Reviewed by Cameron MacDonald (Pitchfork)
Composer Reszo Seress is blamed for at least 17 suicides, as urban legend has it. His 1933 ballad, "Öngyilkos Vasárnap" or "Gloomy Sunday"-- written after he made up with an ex-fiancée, but before she poisoned herself--- had been banned in the United States and his native Hungary. "The Hungarian Suicide Song", it was later called. Suicide notes allegedly hint to the tune's lyrics, and one tale says a delivery boy jumped off a bridge after overhearing a man whistling the song's melody.
Billie Holiday, an angel who lost her wings with $750 strapped to her leg and heroin found in her apartment, later recorded an English version of Seress's song. "Little white flowers will never awaken you/Not where the black coach of sorrow has taken you/ Angels have no thought of ever returning you/ Would they be angry if I thought of joining you?/ Gloomy Sunday," she sang to a moon cloaked under bleary streetlight. Cynics can call that melodramatic, but the way the horns moan along with her to punctuate the end of her verses, her treatment sounds utterly convincing.

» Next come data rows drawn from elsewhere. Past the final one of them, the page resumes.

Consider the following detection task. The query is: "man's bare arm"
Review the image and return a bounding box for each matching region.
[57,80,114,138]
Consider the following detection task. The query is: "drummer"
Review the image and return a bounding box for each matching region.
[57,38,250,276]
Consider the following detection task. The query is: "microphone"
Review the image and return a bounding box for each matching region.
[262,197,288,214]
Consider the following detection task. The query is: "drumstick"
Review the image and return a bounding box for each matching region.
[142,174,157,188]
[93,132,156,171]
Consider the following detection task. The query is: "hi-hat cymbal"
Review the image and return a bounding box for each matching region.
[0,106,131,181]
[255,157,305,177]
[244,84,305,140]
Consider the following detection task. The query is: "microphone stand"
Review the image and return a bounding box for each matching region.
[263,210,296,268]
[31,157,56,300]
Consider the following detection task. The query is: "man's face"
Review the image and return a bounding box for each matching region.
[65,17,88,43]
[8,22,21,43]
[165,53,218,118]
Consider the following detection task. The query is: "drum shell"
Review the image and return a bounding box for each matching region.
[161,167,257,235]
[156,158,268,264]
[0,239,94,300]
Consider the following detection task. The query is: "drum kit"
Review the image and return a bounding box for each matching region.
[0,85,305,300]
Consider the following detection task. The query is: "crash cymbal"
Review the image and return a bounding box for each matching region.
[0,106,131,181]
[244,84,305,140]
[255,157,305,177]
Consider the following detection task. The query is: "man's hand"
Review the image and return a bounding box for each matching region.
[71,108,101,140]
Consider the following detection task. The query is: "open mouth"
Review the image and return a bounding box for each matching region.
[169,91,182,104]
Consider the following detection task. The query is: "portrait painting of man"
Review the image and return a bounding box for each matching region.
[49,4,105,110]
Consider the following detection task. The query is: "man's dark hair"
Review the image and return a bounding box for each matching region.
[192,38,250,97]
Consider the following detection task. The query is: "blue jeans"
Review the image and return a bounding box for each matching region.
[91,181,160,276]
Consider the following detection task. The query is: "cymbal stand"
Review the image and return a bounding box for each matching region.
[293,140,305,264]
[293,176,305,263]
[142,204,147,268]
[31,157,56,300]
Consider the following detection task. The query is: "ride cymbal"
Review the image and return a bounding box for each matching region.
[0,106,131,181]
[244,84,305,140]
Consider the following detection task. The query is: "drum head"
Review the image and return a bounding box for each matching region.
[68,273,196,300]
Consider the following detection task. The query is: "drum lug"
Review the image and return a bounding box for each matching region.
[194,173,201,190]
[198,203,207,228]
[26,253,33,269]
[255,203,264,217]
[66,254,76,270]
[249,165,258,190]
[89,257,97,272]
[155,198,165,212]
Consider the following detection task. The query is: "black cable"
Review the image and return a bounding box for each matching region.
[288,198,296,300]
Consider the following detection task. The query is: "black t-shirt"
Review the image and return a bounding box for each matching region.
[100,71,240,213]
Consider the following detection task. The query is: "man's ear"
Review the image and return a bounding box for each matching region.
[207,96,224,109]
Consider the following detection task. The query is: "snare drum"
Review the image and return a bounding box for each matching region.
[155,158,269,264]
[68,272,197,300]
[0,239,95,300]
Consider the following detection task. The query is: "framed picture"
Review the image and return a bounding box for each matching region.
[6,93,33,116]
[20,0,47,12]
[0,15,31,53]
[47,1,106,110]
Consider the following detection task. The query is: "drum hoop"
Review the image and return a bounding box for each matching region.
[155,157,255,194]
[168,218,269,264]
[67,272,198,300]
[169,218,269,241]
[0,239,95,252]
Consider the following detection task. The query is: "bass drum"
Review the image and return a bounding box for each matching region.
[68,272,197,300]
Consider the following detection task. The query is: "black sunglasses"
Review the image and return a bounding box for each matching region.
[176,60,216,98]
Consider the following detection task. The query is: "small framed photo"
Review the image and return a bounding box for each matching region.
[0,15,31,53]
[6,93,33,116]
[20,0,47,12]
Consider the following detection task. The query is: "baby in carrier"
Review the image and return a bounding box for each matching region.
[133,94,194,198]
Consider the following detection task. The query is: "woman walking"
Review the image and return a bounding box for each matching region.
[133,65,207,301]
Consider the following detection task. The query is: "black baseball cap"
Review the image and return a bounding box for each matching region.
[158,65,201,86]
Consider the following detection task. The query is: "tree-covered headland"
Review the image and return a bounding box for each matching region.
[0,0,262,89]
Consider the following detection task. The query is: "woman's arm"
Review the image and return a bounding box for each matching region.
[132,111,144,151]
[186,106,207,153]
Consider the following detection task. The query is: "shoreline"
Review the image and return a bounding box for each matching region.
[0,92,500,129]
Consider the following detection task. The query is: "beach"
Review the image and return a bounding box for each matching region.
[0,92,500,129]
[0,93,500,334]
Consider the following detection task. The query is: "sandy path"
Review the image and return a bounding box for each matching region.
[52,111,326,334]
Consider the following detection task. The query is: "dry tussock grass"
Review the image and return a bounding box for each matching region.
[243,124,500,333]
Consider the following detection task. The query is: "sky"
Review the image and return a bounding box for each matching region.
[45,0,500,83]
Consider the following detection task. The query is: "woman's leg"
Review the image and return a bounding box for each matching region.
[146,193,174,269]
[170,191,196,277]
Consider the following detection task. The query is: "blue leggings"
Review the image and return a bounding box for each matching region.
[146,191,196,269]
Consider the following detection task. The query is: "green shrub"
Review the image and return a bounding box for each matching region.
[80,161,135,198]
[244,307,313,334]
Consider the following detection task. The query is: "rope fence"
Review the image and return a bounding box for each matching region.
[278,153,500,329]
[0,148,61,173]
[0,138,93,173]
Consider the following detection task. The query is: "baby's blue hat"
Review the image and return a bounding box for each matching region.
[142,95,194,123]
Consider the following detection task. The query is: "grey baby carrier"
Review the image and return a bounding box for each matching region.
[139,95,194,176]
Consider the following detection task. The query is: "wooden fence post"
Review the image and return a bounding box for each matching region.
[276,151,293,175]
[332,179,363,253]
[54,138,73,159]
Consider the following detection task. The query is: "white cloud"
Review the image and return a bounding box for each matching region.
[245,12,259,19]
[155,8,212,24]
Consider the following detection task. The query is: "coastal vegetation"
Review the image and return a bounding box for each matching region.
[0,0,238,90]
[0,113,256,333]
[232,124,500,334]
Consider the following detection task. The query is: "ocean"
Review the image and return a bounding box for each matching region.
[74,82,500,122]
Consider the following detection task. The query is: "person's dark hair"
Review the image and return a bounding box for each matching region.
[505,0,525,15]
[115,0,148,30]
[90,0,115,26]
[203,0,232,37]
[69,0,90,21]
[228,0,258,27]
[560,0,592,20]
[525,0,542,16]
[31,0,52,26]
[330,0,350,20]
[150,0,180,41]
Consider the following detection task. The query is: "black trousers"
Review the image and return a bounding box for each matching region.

Aaron Funk (Venetian Snares) appropriately covered Seress and sampled Holiday's dread on Rossz Csillag Alatt Született, his 223rd album of shattering breakbeats and post-Aphex Twin poetics in the past five years. It's also his sharpest left turn to date, although Funk's juxtaposition of drill'n'bass beats with chamber orchestral sounds has been done by others for more than a decade, most notably on Aphex Twin's I Care Because You Do. But to his credit, Funk takes a chipped, charcoal pencil and illustrates a forest of leafless trees filled with the pigeons that he daydreamt of while watching the birds at Budapest's Royal Palace. Even better, his beats work with the orchestration instead of pulverizing it for an ironic counterpoint. Funk's baroque strings fittingly strike the air, while just about every melody is played with grinded teeth and bloodshot eyes.
The album title (translated "Born Under a Bad Star"), and its songs have Hungarian titles. "Sikertelenség" has Funk opening a body bag to show a disbelieving piano its deceased lover. "Szerencsétlen" walks a rickety plank with stacco violin stabs and a grinding "Amen" jungle breakbeat. "Második Galamb" indulges in more breakcore delirium and nearly sacrifices the visceral impact of the melodies struggling to pull through. The brooding string piece "Felbomlasztott Mentökocsi" and the chase-sequence dramatics of "Hajnal" are deftest songs that Funk ever recorded.
While Funk's percussive palate could have ventured beyond the standard-issued "Amen" breakbeats, Rossz's totality still possesses nerves that can cast shadows that never dissipate away from the mind in hours both sleeping and waking.